A GitHub issue filed against IplanRIO's Rio-3.5-Open-397B accuses the city of Rio de Janeiro's headline open model of being a weight-space merge of two existing models rather than an independent training run. The complainant is Nex-AGI, whose own Nex model the issue says was used as one of the inputs alongside Alibaba's Qwen base model.

The team's evidence comes in two flavors. The behavioral test is simple: strip the Rio system prompt and the model identifies itself as "Nex, from Nex-AGI" 79% of the time and as Rio 0% of the time, even reciting Nex-AGI's original backstory verbatim. The numerical claim is stronger: across all 60 layers and every weight tensor, the Rio weights are, by the authors' measurement, "to thousands of standard deviations" the same 0.6/0.4 blend of Nex and Qwen. Normal post-training fine-tunes, they argue, don't look like clean interpolations of two parents in tensor space.

IplanRIO presented Rio-3.5-Open-397B as a sovereign AI effort, which is the part that makes the dispute matter beyond a credit fight.

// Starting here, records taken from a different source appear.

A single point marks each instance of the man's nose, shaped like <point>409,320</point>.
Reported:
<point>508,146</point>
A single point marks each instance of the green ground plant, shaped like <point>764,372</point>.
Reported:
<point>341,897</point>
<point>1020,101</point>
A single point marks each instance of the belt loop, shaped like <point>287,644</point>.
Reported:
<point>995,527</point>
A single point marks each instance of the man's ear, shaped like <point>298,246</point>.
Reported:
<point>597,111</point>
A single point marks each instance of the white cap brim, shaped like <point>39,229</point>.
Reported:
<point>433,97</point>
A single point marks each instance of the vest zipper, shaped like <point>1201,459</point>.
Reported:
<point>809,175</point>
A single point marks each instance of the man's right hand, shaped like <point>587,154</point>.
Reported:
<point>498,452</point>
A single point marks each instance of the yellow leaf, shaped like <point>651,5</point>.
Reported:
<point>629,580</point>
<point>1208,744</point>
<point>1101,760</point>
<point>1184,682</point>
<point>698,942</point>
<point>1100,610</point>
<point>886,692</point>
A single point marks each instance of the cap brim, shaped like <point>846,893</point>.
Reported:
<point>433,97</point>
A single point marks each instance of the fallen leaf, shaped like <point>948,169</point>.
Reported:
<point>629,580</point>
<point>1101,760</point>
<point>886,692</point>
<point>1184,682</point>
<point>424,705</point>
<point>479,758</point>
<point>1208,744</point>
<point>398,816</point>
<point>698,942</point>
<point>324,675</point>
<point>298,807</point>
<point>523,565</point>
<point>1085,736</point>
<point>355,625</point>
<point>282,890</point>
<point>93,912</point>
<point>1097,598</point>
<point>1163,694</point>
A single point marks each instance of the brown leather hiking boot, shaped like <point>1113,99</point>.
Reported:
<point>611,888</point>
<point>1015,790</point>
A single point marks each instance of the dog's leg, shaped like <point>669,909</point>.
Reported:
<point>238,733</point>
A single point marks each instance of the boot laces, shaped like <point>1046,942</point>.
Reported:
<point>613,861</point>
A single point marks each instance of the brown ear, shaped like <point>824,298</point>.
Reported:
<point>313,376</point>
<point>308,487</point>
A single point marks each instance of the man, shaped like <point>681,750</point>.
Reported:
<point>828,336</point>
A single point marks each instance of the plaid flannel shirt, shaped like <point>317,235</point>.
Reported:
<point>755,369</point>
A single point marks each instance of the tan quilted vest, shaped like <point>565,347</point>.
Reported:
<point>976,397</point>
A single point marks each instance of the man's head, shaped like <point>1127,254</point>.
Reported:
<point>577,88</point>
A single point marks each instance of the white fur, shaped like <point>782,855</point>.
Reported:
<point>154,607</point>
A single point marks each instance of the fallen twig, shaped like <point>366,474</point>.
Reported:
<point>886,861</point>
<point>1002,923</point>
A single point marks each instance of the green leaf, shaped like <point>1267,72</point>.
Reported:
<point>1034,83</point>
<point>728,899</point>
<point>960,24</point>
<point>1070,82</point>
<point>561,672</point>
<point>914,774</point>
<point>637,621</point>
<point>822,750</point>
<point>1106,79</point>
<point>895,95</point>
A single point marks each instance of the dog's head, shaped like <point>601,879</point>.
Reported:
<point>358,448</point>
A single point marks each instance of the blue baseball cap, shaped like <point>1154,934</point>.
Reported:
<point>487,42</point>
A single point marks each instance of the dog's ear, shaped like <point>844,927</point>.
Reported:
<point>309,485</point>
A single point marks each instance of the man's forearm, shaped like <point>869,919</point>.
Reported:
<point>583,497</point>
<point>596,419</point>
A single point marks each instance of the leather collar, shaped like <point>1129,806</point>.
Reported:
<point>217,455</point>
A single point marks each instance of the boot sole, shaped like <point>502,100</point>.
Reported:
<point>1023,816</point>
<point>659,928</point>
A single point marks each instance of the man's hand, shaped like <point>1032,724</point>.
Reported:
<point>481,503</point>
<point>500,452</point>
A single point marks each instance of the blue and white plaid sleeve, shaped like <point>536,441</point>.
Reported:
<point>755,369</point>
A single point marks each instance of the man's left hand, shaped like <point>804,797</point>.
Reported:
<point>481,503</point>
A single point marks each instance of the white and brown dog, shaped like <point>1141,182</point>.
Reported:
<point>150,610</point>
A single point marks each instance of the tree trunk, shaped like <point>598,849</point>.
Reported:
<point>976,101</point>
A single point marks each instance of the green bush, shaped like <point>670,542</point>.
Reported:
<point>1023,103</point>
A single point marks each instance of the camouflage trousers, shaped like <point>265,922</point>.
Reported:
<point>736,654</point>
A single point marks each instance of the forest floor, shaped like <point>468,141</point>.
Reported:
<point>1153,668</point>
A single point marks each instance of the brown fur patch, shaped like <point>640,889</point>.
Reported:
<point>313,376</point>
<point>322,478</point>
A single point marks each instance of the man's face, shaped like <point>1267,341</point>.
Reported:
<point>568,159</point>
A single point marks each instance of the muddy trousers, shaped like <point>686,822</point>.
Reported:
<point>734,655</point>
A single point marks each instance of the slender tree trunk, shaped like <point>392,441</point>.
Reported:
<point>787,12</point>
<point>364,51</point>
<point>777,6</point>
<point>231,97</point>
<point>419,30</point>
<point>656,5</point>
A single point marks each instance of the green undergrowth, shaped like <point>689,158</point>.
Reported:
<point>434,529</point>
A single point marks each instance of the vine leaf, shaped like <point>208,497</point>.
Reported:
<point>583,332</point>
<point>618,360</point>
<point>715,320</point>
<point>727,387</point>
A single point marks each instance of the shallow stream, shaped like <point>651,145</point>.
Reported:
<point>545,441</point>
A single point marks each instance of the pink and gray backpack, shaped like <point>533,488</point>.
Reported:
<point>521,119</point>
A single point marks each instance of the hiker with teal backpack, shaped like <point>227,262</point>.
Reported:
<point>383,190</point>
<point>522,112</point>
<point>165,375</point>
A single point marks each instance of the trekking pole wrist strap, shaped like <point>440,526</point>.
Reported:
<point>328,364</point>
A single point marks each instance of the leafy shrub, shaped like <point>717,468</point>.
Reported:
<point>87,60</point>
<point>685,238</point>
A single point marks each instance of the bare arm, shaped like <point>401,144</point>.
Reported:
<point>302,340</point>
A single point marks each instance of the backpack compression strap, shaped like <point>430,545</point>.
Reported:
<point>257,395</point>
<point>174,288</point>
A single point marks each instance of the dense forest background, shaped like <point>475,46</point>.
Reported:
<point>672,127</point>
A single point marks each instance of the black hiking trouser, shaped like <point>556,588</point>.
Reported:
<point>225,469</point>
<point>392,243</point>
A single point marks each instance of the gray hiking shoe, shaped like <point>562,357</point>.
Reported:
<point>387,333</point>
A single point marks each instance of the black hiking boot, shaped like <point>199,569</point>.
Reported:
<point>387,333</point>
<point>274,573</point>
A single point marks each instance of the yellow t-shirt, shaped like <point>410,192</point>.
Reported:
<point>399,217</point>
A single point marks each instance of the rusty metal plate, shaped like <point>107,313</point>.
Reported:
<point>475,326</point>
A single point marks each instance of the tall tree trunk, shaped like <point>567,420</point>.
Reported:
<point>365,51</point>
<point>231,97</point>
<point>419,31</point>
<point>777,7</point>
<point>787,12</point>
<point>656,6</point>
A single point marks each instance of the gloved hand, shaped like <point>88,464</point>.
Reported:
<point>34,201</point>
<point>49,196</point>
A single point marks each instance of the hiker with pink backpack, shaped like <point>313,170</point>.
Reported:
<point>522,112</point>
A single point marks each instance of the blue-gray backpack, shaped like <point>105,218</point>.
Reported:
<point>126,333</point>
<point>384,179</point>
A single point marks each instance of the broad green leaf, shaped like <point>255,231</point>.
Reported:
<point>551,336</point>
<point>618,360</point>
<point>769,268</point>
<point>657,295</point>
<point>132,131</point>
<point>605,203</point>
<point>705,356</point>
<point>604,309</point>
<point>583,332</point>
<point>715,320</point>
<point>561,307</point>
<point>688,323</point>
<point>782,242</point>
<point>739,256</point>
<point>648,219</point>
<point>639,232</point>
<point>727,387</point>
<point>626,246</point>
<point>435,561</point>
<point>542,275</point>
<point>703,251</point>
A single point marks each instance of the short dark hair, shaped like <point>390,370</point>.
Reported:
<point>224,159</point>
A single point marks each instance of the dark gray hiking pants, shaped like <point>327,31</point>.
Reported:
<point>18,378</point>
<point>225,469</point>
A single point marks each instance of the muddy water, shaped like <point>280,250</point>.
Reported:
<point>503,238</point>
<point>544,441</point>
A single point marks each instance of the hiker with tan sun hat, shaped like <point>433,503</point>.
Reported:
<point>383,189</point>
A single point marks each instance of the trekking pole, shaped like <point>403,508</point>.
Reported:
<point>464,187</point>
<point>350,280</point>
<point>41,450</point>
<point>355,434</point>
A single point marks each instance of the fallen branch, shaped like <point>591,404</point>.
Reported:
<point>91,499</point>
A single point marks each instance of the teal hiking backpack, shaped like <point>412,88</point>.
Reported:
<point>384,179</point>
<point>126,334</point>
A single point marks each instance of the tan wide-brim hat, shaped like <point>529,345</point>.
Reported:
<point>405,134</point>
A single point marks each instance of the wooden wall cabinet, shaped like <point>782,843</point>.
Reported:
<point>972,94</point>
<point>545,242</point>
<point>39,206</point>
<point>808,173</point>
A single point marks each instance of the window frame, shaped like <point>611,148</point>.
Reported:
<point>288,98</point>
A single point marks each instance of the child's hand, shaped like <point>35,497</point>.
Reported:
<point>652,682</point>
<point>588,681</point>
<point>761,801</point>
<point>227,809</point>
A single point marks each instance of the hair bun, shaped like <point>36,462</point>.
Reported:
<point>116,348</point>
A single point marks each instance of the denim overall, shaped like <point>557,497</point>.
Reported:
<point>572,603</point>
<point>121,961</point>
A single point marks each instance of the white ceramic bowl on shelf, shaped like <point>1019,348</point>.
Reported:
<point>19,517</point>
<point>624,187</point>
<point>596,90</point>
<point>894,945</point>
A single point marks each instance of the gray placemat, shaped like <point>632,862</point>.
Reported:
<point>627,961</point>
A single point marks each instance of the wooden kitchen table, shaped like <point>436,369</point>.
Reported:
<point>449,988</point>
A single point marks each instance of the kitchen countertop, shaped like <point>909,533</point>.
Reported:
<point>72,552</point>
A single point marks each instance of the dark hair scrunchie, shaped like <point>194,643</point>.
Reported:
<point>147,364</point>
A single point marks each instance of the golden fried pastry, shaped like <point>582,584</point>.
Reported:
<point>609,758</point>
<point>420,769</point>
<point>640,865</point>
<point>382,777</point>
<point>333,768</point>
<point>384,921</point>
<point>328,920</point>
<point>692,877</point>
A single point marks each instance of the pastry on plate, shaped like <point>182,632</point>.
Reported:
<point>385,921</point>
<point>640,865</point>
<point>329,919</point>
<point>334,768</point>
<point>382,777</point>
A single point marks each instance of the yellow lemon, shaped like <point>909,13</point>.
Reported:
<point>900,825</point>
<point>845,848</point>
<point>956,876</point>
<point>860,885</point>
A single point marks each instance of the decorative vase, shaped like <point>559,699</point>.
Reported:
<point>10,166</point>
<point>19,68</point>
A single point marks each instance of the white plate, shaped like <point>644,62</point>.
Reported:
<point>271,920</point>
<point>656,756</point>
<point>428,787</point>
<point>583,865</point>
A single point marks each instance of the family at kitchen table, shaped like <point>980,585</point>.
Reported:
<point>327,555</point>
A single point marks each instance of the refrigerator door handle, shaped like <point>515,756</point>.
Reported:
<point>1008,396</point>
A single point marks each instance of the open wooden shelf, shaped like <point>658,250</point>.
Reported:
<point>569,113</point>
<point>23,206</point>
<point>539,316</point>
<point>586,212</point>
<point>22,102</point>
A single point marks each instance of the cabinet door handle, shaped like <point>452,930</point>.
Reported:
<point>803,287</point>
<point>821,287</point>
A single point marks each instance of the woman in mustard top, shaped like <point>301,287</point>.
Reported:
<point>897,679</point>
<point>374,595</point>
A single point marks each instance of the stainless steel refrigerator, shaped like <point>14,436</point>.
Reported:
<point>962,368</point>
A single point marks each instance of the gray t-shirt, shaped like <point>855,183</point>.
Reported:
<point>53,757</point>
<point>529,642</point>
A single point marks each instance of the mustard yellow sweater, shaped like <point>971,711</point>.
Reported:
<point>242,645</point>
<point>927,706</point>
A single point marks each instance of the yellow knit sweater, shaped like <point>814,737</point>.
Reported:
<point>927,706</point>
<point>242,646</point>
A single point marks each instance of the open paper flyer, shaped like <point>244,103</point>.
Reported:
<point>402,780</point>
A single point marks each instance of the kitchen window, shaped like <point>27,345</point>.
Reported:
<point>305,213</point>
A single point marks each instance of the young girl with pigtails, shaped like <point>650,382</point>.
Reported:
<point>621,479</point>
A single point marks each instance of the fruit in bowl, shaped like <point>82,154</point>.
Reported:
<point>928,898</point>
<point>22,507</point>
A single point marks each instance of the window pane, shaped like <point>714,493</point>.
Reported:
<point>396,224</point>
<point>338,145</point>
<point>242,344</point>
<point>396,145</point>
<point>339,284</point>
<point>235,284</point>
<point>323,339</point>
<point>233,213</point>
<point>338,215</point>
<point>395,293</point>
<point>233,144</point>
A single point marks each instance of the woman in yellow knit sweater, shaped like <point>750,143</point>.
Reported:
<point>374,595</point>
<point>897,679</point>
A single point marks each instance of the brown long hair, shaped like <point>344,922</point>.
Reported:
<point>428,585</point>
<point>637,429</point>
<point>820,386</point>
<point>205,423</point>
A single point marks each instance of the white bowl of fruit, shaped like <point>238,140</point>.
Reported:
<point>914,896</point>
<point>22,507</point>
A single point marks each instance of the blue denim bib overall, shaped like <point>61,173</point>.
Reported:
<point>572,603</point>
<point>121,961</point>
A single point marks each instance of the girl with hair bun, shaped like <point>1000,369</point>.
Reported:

If the analysis holds, this is not a fine-tune attribution problem but a public-money story about a city procuring an "independent" frontier model that wasn't trained.

Why it matters

If you ship products on open weights, this is the second high-profile provenance claim in months and it argues for treating model identity probes and weight-space fingerprints as part of due diligence, not nice-to-have. For anyone procuring sovereign or national AI: ask what was trained, on what compute, and check for tensor-level overlap with available base models before signing the contract.